Nerwica ROCD/OCD leczenie - czy ja to wszystko dobrze rozumiem?
: 27 października 2018, o 17:03
Cześć,
Postanowiłem napisać, od mniej więcej czerwca tego roku zmagam się z natrętnymi myślami i ciągłym lękiem. Wiem że to wszystko nerwica, chcę się tylko upewnić czy ja wszystko dobrze zrozumiałem i może dostać jakieś wskazówki co jeszcze warto dorzucić do leczenia.

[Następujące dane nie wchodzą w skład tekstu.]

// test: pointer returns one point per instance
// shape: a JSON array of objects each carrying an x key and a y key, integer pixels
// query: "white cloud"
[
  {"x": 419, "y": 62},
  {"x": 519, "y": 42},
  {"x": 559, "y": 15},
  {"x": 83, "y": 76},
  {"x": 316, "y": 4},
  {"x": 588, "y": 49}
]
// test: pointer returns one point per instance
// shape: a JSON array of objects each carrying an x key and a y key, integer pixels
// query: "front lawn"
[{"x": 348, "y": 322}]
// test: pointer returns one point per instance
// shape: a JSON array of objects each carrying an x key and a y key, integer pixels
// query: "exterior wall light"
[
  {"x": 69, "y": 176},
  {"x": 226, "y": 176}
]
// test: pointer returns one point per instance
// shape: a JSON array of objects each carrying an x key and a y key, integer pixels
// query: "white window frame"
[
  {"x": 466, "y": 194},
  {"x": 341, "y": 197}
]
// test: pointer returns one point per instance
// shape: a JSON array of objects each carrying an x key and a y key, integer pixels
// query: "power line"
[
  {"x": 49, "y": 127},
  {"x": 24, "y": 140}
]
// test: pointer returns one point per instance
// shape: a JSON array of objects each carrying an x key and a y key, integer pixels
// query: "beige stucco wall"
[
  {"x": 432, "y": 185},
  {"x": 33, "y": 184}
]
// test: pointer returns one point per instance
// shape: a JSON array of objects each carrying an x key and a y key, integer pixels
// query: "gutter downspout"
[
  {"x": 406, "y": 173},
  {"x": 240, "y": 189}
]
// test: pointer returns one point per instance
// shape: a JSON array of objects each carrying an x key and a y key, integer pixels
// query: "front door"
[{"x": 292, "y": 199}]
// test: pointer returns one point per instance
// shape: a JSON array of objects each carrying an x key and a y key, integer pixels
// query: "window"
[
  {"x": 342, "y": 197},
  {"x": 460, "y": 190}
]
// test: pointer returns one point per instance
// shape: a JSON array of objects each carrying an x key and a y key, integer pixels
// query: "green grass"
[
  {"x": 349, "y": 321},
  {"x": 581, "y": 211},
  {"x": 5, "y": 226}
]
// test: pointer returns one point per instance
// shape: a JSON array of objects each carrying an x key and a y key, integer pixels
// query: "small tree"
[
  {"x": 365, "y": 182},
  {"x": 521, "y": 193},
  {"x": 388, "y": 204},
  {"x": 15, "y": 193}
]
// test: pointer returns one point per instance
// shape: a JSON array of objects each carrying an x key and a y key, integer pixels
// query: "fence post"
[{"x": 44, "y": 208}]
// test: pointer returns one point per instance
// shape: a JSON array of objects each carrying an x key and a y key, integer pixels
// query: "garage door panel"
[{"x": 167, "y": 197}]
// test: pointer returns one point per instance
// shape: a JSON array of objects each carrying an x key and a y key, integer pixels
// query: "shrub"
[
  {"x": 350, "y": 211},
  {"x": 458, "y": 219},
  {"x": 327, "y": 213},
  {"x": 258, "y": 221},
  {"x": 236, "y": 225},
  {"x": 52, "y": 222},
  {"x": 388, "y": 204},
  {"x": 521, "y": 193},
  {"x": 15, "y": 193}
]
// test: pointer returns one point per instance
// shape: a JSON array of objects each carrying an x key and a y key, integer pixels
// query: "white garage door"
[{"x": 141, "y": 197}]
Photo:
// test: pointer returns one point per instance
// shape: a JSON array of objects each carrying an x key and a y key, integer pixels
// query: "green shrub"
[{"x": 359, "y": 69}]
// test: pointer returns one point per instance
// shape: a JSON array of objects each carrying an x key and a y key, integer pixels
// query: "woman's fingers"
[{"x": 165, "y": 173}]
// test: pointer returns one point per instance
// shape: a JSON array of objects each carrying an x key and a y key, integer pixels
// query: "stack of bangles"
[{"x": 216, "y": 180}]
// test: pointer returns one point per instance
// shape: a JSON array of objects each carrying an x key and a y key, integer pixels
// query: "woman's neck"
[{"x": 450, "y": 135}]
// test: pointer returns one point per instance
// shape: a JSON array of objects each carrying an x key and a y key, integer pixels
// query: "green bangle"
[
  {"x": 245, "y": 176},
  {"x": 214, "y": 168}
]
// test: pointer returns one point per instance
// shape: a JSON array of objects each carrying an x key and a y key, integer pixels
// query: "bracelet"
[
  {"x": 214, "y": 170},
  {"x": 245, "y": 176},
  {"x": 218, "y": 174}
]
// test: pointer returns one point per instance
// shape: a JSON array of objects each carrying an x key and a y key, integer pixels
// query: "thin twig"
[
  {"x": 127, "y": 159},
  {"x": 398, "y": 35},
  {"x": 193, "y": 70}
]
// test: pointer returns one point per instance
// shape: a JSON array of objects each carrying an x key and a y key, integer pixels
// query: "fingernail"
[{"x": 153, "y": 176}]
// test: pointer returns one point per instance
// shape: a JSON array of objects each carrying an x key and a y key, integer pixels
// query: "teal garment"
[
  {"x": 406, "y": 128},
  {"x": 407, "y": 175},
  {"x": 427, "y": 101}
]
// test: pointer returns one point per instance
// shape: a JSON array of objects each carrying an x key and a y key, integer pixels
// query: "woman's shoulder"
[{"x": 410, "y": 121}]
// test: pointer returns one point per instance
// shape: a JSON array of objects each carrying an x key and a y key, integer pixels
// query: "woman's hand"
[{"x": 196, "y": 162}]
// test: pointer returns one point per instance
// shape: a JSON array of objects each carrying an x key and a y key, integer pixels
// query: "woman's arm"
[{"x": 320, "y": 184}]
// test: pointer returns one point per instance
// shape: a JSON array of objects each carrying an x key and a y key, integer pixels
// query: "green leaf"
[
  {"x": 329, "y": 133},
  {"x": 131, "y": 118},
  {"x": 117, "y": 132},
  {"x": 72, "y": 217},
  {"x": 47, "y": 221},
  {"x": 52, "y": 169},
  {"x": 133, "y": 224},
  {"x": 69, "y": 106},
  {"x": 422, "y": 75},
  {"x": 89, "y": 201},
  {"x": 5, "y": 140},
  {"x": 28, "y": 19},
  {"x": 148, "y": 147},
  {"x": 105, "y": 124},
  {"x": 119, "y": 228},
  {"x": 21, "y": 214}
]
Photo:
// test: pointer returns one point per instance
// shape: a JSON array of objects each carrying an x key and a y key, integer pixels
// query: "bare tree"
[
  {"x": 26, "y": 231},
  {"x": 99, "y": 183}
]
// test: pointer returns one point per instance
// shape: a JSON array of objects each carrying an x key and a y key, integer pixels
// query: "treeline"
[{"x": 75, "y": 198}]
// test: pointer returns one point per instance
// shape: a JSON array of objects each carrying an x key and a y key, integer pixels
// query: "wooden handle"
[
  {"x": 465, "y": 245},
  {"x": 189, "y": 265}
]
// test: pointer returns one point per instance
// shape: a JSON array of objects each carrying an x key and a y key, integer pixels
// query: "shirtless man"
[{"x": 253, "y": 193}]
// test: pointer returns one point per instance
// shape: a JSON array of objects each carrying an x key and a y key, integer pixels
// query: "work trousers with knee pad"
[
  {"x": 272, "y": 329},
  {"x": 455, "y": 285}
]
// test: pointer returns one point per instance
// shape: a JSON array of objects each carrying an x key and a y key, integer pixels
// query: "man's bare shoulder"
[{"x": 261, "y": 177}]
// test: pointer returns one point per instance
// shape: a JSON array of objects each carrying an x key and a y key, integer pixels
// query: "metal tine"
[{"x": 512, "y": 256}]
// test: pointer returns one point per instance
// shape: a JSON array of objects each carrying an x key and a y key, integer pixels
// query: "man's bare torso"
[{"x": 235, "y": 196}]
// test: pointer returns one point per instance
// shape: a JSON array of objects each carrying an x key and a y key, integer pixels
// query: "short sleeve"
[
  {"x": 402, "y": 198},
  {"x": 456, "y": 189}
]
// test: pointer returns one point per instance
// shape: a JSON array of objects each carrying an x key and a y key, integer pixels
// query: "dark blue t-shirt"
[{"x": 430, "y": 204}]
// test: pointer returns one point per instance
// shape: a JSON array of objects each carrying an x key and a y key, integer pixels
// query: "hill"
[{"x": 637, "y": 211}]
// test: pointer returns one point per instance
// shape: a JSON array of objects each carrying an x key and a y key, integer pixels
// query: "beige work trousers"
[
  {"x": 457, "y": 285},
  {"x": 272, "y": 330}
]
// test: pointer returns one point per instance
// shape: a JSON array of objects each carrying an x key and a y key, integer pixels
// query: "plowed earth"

Mój problem rozpoczął się od bardzo błahej rzeczy, mianowicie jest to początek na tle seksualnym. Jeżeli chodzi o seks i wszystko z nim związane to nigdy mi to nie sprawiało problemu, nie był dla mnie tematem tabu, nigdy nie miałem wymagania że kobieta z którą wezmę ślub nigdy z nikim nie uprawiała seksu etc. Ale miałem taki głupi utarczek w głowie że nigdy nie powinna próbować seksu oralnego (mimo że ja w swoim wykonaniu taką formę lubię
), no i tak sobie żyłem z Moją Ukochaną Żoną 5 lat, mniej więcej rok temu jakoś przez przypadek wspomniała że kiedyś raz czegoś takiego próbowała ze swoim 1 chłopakiem, Ja zacząłem dręczyć Ja jak to i w ogóle. Wybuchła z tego kłótnia, no i Żona w tym wszystkim powiedziała że nie był to normalny stosunek że nigdy nie miała członka w ustach etc. no i jakoś w to uwierzyłem, minął rok czasu mniej więcej, no i mnie czasami to pytanie dręczyło, no że jak to etc. że jak może mówić że próbowała seksu oralnego bez udziału ust
no i dręczyłem Ją tym co jakiś czas, z mniejszą częstotliwością, aż w końcu pewnego razu powiedziała że próbowała to normalnie, bo już miała dość pytań z mojej strony. Ja na to wszystko zareagowałem spokojnie, no bo właściwie to jest śmieszne żeby z takiej rzeczy robić problem, skoro raz i w ogóle, później ciągle jednak zaczęło mnie to dręczyć, no i opowiedziała mi jak to wyglądało (że trwało to dosłownie kilka sekund i skończyło się tak że Ona tą formę znienawidziła i prawie zwymiotowała), stało się to obsesją, zacząłem wypytywać ją o cała przeszłość seksualną (Ona właściwie jest 1 kobieta z którą odbyłem stosunek, poprzednia próba z inna kobietą skończyła się na tym że leżeliśmy już nago i okazało się że jednak Ona ma chłopaka i nie może
) ale jakoś nigdy nie miałem przekonania że nie mogła mieć nikogo przed, tym bardziej że wiedziałem o tym od samego początku naszego związku i Ja sam bardzo długo praktykowałem masturbację, nawet właściwie do początku nerwicy, czyli do czerwca. Tego czasu paliłem dość dużo marihuany, ogólnie praktycznie mój dzień zaczynał się od jointa, jednak zawsze byłem w błogostanie, pełne zadowolenie z życia, z Żony, z pracy etc. No i postanowiliśmy z Żoną starać się o dziecko.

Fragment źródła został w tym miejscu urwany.